Les assassins ne furent pratiquement pas inquiétés. Six d’entre eux eurent seulement à comparaître devant un tribunal composé d’officiers prussiens qui acceptèrent sans difficulté la version selon laquelle Karl Liebknecht aurait été tué « au cours d’une tentative de fuite », et Rosa, victime d’un « septième homme » inconnu.
Gustav Noske qui, entre-temps avait été nommé ministre de la Reichswehr, n’avait plus rien à redouter d’une « enquête » ainsi bâclée.
Le chien sanguinaire
Qu’il ait fallu mettre au compte de Noske l’effroyable répression opposée à la révolution allemande de 1918, nul n’en pouvait douter. Il avait déclaré lui-même à l’époque : « Il faut que quelqu’un soit le chien sanguinaire, et je n’ai pas peur de cette responsabilité. »
Le dernier article de Karl Liebknecht, écrit quelques heures avant sa mort et intitulé « Malgré tout », accusait d’ailleurs explicitement Noske. Karl écrivait : « La bourgeoisie française a fourni les bourreaux de 1848 et de 1871. La bourgeoisie allemande n’a pas à se salir les mains ; les sociaux-démocrates accomplissent sa sale besogne ; son Cavaignac, son Gallifet s’appelle Noske. »
Les nouveaux documents rendus publics établissent sans aucun doute possible que Noske aura été l’instigateur direct du meurtre de Karl et de Rosa.

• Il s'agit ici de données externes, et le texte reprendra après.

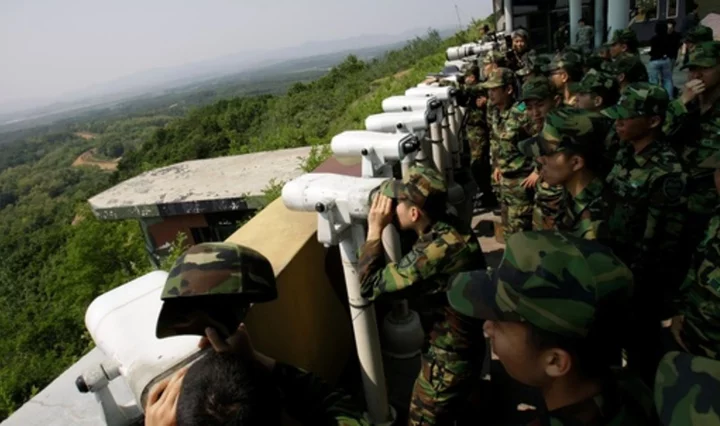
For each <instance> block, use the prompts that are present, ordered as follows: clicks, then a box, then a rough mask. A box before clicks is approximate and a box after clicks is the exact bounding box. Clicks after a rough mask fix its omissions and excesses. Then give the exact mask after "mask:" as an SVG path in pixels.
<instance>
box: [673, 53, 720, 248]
mask: <svg viewBox="0 0 720 426" xmlns="http://www.w3.org/2000/svg"><path fill="white" fill-rule="evenodd" d="M685 68H689V73H688V78H689V80H690V81H688V82H687V84H686V85H685V88H684V90H683V93H682V95H681V96H680V97H679V98H678V99H676V100H674V101H673V102H671V103H670V108H669V111H668V117H667V123H666V125H665V131H666V132H667V133H668V138H669V140H670V141H671V142H672V143H673V146H674V147H675V149H676V151H677V152H678V153H679V154H680V157H681V159H682V161H683V162H684V163H685V166H686V167H687V168H688V172H689V175H690V176H689V181H688V211H689V217H688V229H687V232H686V234H687V236H688V243H687V245H686V247H688V248H689V249H690V250H692V248H694V247H696V246H697V244H699V242H700V239H701V238H702V233H703V231H704V230H705V227H706V225H707V223H708V221H709V220H710V217H711V216H712V215H713V212H714V210H715V208H716V207H717V206H718V204H720V197H718V193H717V191H715V186H714V184H713V178H712V173H710V172H709V171H708V170H707V169H703V168H700V167H699V165H700V164H701V163H702V162H703V161H705V160H706V159H707V158H708V157H710V156H711V155H713V154H714V153H715V152H716V151H718V150H720V137H719V136H718V135H720V96H718V95H719V94H720V42H716V41H711V42H706V43H702V44H699V45H698V46H697V47H696V48H695V50H694V51H693V52H692V53H691V54H690V61H689V62H688V64H687V65H685Z"/></svg>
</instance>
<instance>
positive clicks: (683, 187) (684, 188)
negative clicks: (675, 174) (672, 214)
mask: <svg viewBox="0 0 720 426" xmlns="http://www.w3.org/2000/svg"><path fill="white" fill-rule="evenodd" d="M684 191H685V182H683V180H682V179H680V177H678V176H669V177H667V178H666V179H665V180H664V181H663V186H662V192H663V195H664V196H665V197H666V198H667V199H668V200H673V201H674V200H677V199H678V198H680V197H681V196H682V194H683V192H684Z"/></svg>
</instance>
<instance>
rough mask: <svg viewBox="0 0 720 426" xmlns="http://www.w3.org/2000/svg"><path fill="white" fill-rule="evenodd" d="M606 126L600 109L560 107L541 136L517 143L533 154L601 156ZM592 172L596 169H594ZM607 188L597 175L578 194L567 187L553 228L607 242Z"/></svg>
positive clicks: (546, 125)
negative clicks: (576, 195) (558, 214)
mask: <svg viewBox="0 0 720 426" xmlns="http://www.w3.org/2000/svg"><path fill="white" fill-rule="evenodd" d="M603 129H604V120H603V117H602V116H601V115H600V114H598V113H595V112H590V111H584V110H579V109H575V108H560V109H557V110H555V111H553V112H551V113H550V114H549V115H548V116H547V117H546V119H545V124H544V126H543V129H542V131H541V132H540V134H539V135H538V136H536V137H533V138H530V139H528V140H525V141H523V142H521V143H520V144H519V146H518V147H519V148H520V150H521V151H523V152H524V153H525V155H526V156H529V157H532V158H537V157H540V156H544V155H551V154H554V153H557V152H567V153H569V154H579V155H582V156H583V157H585V158H586V159H592V158H598V157H600V156H601V155H602V152H603V150H604V146H603ZM590 172H591V173H596V171H594V170H590ZM605 192H606V188H605V184H604V181H603V179H602V178H601V177H597V176H596V177H595V178H594V179H593V180H592V181H591V182H590V183H589V184H588V185H587V186H586V187H585V188H584V189H583V190H582V191H580V193H579V194H577V196H575V197H572V196H571V195H570V193H567V192H565V191H564V195H565V197H564V199H563V207H564V208H563V211H562V213H561V214H559V217H558V219H557V221H555V222H554V223H553V228H554V229H557V230H559V231H563V232H567V233H568V234H570V235H573V236H575V237H578V238H583V239H586V240H599V241H600V242H602V243H603V244H607V243H608V241H609V237H610V236H609V231H608V226H607V217H608V214H609V210H608V206H607V202H606V201H605V198H604V194H605Z"/></svg>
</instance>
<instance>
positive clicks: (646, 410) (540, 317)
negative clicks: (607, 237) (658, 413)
mask: <svg viewBox="0 0 720 426" xmlns="http://www.w3.org/2000/svg"><path fill="white" fill-rule="evenodd" d="M538 253H541V255H538ZM568 259H573V261H568ZM632 282H633V280H632V273H631V272H630V270H629V269H628V268H627V267H626V266H625V265H624V264H623V263H622V262H621V261H620V259H619V258H617V257H616V256H615V255H614V254H613V253H612V251H611V250H610V249H609V248H607V247H605V246H603V245H601V244H599V243H597V242H594V241H588V240H583V239H580V238H575V237H572V236H569V235H566V234H563V233H560V232H556V231H540V232H522V233H518V234H515V235H513V236H512V237H511V238H510V240H509V241H508V243H507V245H506V247H505V253H504V255H503V259H502V261H501V263H500V266H499V267H498V269H497V270H496V271H492V272H487V271H473V272H470V273H462V274H458V276H457V277H456V278H455V279H454V280H453V282H452V286H451V288H450V291H449V292H448V300H449V302H450V305H451V306H452V307H454V308H455V309H457V310H458V311H460V312H462V313H463V314H465V315H468V316H473V317H475V318H482V319H487V320H492V321H495V322H503V321H514V322H521V323H525V324H528V325H530V326H532V327H534V328H537V329H540V330H542V331H544V332H546V333H549V334H554V335H557V336H563V337H565V338H574V339H578V340H583V339H588V334H589V333H590V328H591V324H592V325H593V326H597V325H596V323H597V321H596V319H599V318H608V316H606V315H603V314H604V313H606V312H618V313H619V314H621V313H622V312H623V311H624V310H625V307H626V304H627V301H628V299H629V298H630V294H631V292H632ZM610 321H612V322H613V323H615V322H617V321H618V319H617V318H616V317H613V318H612V319H611V320H610ZM600 327H602V326H600ZM605 327H606V328H611V327H610V324H608V325H606V326H605ZM603 343H604V342H593V344H594V345H597V346H598V347H601V348H603V347H604V345H603ZM608 343H609V344H610V345H612V342H608ZM500 361H502V358H501V359H500ZM538 416H540V414H538ZM547 417H549V418H541V419H536V420H535V421H534V422H533V423H532V424H533V425H539V424H550V425H581V424H582V425H601V424H602V425H616V426H626V425H627V426H630V425H633V426H643V425H650V424H652V423H651V419H652V394H651V392H650V389H648V388H646V387H644V386H643V385H642V383H639V381H638V380H637V379H633V378H632V377H624V376H623V373H621V372H616V373H615V374H613V375H612V376H611V377H609V378H608V380H606V383H605V384H604V387H603V389H602V390H601V391H600V393H599V394H597V395H594V396H592V397H590V398H587V399H586V400H584V401H580V402H578V403H575V404H572V405H570V406H565V407H561V408H558V409H555V410H553V411H549V412H548V413H547Z"/></svg>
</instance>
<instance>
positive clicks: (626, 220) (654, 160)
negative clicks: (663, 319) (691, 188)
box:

Un crime déterminant pour l’orientation politique ultérieure de l’Allemagne et les effroyables tragédies qui devaient en résulter dans le monde.
(1) Publiés par l’hebdomadaire allemand « Stern » du 12 janvier 1995.
(2) Rapporté dans un livre de Klaus Gietinger, « Eine Leiche im Landwehrkanal », paru en janvier 1993, aux éditions L. Dekaton, à Mayence.